Format each pattern card:
```markdown
### Pk. <short name>
**Recognition signal.** <1-2 lines: what triggers this pattern>
**Move.** <1-3 lines: the operation>
**Appears in.** <HW problem IDs, textbook example numbers>
**Topic.** <§ numbers from summary.md>
```
Target pattern count: 15–30 (too few misses important ones; too many becomes noise). If you find <10, the course is too small or you missed patterns — re-scan. If you find >40, merge similar patterns.
### `course-index/coverage.md`
Bidirectional map between HW/example problems and course sections.
**Core premise (do not break).** HW coverage is a **signal of exam probability**, not a completeness metric. The professor has already told you, via HW, where the exam will be drawn from: sections with heavy HW emphasis are where the exam points live. Sections with no HW are unlikely to produce problems worth drilling — they become reference-only.
Structure:
```markdown
## Forward map: problem → sections
| Problem | Primary § | Secondary § | Patterns |
|---|---|---|---|
| HW1-P1 | §2.3 | §2.1 | P1, P3 |
| ...
## Reverse map: section → exam-probability (from HW density)
| § | Title | HW coverage | Exam tier |
|---|---|---|---|
| §2 | ... | HW1-P1, HW2-P3, HW3-P1 | 🔥🔥 Exam-primary |
| §1 | ... | HW1-P2, HW2-P1 | 🔥 Exam-likely |
| §4 | ... | HW3-P5 | 🟡 Exam-possible |
| §5 | ... | — | ⚪ Low-risk (reference only) |
```
Exam tiers (based on HW problem count targeting the section):
- 🔥🔥 **Exam-primary** — 3+ HW instances. Highest exam probability. Drill hardest.
- 🔥 **Exam-likely** — 2 HW instances. High exam probability.
- 🟡 **Exam-possible** — 1 HW instance. Moderate probability; warm-pass review.
- ⚪ **Low-risk** — no HW coverage. Treat as reference; do not spend drill time here unless the user explicitly asks. (Optional asterisk if it falls in a user-declared weak zone — but do not upgrade the exam tier on that basis alone.)
**Do not invert this.** Sections with no HW are NOT "blind spots that the exam will bite" — they are sections the professor chose not to test, by omission. Drilling them steals time from exam-primary sections.

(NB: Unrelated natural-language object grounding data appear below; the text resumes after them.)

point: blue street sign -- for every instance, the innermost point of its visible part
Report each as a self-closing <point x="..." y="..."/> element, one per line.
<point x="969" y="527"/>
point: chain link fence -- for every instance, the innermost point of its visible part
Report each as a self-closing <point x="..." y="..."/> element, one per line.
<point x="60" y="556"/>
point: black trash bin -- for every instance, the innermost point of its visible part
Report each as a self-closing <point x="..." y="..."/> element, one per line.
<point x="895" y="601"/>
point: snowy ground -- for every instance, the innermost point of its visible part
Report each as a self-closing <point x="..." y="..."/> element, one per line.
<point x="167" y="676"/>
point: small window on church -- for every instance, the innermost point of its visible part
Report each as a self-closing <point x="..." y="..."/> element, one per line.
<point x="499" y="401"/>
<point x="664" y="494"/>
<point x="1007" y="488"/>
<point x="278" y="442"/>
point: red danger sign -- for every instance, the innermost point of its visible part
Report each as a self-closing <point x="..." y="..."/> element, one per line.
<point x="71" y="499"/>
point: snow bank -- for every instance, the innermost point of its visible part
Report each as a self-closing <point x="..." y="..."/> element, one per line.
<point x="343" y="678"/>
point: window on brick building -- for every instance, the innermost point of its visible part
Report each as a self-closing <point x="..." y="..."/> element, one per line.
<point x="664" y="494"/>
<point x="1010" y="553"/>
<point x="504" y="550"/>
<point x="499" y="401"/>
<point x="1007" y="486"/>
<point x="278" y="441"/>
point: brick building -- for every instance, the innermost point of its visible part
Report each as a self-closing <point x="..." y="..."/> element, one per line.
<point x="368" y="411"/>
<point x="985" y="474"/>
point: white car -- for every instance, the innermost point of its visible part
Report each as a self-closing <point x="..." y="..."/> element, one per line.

### Summary of analysis output
At end of analyze, print to chat:
- Number of patterns extracted
- Number of sections in summary
- Count of 🔥🔥 / 🔥 / 🟡 / ⚪ sections
- Top 3 **exam-primary** sections and their recommended drills (most HW-dense first)
## Domain-general hints
When analyzing, watch for common **mathematical** patterns (applicable broadly):
- Integration techniques (substitution, parts, partial fractions, contour)
- Linear algebra moves (diagonalization, Gram-Schmidt, rank-nullity)
- Series manipulations (telescoping, generating functions, asymptotics)
- Induction structures (strong, transfinite, well-ordering)
- Function-space methods (orthogonality, completeness, eigenexpansions)
And common **physics** patterns:
- Conservation laws invocation (energy, momentum, charge, angular momentum)
- Symmetry arguments (Noether, parity, gauge)
- Perturbation theory (regular, singular, Rayleigh-Schrödinger)
- Boundary condition matching (continuity of ψ, ψ', field components)
- Change of reference frame (Galilean, Lorentz, rotating)
- Maxwell-style relations (any variable-swap via second mixed derivative)
These are hints — only add a pattern if it actually appears ≥2 times in the user's solutions.
## Files produced (summary)
After a full ingest + analyze run, the `paideia` directory contains:
```
converted/ ← all PDFs as MD
course-index/
├── summary.md ← topic tree
├── patterns.md ← P1..Pk recognition cards
└── coverage.md ← HW↔§ map, blind spots flagged
```
All downstream commands (`/twin`, `/blind`, `/chain`, `/pattern`, `/hwmap`) read from these three index files, not from the raw materials. This makes re-analysis cheap (edit index manually if needed) and keeps commands domain-agnostic.